Answer:
The answer is C. The partial pressure of hydrogen will be unchanged.
Explanation:
⇒ 
Argon with electronic configuration
(that is atomic number 18) is an inert gas making it unreactive and it's addition to the reaction has no effect on the partial pressure of either the reactant or production or the state of the system.
The partial pressure of hydrogen will remain unchanged on the addition of Argon.
Answer:
all cells are produced from other preexisting cells through cell division
Both of you are overlooking a pretty big component of the question...the Group I cation isn't being dissociated into water. We're testing the solubility of the cation when mixed with HCl. And this IS a legitimate question, seeing as our lab manual is the one asking.

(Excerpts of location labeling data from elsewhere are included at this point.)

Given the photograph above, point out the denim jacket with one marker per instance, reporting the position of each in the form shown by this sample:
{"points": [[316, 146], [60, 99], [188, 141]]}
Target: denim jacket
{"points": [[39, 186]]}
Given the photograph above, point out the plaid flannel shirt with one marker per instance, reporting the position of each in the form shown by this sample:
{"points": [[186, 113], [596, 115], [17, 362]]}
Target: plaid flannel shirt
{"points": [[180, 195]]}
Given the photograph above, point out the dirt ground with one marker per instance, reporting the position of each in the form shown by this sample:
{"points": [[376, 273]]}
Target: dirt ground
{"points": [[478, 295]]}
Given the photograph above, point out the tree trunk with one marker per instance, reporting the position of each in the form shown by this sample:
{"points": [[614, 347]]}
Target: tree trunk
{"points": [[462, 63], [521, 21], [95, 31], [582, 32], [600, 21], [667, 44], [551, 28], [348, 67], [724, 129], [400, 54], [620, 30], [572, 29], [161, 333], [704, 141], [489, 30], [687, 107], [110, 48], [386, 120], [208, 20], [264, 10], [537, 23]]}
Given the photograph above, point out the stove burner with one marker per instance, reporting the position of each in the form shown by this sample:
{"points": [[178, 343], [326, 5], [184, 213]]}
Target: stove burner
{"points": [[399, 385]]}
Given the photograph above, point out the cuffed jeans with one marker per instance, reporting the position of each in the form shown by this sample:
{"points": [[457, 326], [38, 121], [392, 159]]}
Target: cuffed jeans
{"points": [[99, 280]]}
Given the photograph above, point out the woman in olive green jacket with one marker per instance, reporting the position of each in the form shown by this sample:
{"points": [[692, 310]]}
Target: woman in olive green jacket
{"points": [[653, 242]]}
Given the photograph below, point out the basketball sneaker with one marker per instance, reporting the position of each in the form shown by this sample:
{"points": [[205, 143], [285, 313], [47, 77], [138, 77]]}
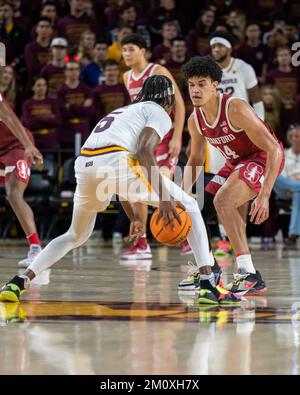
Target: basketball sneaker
{"points": [[223, 248], [12, 291], [216, 295], [140, 250], [33, 252], [247, 283], [186, 249], [192, 282]]}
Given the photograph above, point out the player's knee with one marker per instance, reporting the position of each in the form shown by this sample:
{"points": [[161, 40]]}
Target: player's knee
{"points": [[221, 203], [13, 195]]}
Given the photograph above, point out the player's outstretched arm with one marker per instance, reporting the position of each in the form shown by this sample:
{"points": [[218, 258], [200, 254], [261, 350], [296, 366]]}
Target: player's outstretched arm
{"points": [[242, 116], [148, 141], [194, 166], [175, 143], [9, 118]]}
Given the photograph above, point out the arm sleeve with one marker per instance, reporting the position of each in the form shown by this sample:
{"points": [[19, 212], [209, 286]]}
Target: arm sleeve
{"points": [[157, 118], [250, 76]]}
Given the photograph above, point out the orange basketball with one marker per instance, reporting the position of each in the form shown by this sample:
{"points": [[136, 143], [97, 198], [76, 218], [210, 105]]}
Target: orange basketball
{"points": [[171, 236]]}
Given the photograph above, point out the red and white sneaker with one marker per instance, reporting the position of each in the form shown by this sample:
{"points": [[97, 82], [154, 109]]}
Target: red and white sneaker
{"points": [[140, 250], [186, 248]]}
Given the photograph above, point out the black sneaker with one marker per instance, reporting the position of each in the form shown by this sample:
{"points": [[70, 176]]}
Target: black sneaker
{"points": [[247, 283], [259, 288], [192, 281]]}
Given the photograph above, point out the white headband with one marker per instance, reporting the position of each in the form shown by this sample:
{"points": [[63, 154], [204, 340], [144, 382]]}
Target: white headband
{"points": [[220, 40]]}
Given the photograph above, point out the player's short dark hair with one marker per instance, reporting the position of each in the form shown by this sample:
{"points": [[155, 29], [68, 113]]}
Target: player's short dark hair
{"points": [[159, 89], [135, 39], [110, 62], [202, 66], [228, 36]]}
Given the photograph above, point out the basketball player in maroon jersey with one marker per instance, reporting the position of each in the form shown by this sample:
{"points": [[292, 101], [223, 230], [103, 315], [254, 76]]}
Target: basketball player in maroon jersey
{"points": [[167, 152], [17, 153], [254, 158]]}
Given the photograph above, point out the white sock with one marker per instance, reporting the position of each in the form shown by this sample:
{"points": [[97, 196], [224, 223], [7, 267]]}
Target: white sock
{"points": [[222, 232], [245, 264], [212, 259]]}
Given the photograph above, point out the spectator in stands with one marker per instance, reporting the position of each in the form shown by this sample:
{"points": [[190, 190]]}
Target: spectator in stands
{"points": [[114, 51], [37, 52], [163, 51], [86, 46], [237, 22], [128, 16], [253, 51], [274, 39], [91, 74], [177, 60], [8, 84], [110, 94], [272, 104], [73, 25], [41, 116], [54, 72], [23, 21], [49, 10], [288, 183], [12, 35], [287, 80], [166, 10], [198, 37], [76, 107]]}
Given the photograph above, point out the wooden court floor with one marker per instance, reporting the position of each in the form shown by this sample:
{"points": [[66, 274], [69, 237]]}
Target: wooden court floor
{"points": [[91, 314]]}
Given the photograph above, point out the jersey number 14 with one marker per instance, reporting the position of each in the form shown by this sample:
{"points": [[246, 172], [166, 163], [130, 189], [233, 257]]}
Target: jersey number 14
{"points": [[228, 153]]}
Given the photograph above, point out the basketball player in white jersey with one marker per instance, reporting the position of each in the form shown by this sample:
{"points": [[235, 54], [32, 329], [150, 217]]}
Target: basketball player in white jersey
{"points": [[239, 80], [167, 152], [111, 163]]}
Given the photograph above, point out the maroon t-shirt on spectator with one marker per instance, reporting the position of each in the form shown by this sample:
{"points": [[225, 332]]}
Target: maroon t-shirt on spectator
{"points": [[160, 51], [42, 118], [256, 56], [71, 28], [36, 57], [288, 87], [108, 98], [55, 77], [75, 117]]}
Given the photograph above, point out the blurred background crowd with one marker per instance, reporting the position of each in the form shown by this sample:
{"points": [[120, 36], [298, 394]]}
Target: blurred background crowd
{"points": [[64, 72]]}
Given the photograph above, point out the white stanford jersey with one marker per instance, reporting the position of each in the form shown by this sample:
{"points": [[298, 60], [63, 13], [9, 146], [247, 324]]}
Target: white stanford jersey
{"points": [[123, 126], [237, 78]]}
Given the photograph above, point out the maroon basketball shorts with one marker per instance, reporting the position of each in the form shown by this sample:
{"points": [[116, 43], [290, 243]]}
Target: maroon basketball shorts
{"points": [[162, 155], [251, 171], [12, 162]]}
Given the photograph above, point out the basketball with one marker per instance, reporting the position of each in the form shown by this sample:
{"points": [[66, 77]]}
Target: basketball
{"points": [[171, 236]]}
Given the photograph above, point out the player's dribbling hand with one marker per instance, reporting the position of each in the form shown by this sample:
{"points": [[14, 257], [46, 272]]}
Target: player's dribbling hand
{"points": [[33, 154], [259, 209], [135, 232], [168, 212]]}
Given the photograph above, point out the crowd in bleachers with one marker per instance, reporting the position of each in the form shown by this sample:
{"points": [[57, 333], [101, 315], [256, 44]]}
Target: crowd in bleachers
{"points": [[64, 65]]}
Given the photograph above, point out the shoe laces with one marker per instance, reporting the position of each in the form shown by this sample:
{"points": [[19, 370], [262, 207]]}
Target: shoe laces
{"points": [[239, 277], [192, 269]]}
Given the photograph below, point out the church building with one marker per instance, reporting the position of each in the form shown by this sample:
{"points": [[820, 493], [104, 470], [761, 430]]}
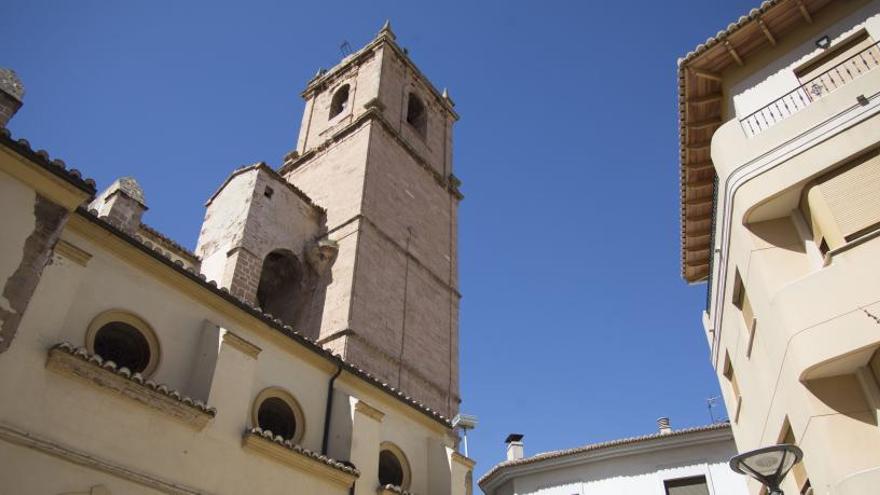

<span>By the way, the answer you're looking for is "Because Group I cations have insoluble chlorides". </span>
<span>"In order...to distinguish cation Group I, one adds HCl to a sample. If a Group I cation is present in the sample, a precipitate will form." </span>
The Zn that is 1.33 g is used at the start of the reaction where f is 520 ml and h2 collected over water is 28oc and the atmospheric pressure is 1.0 atm.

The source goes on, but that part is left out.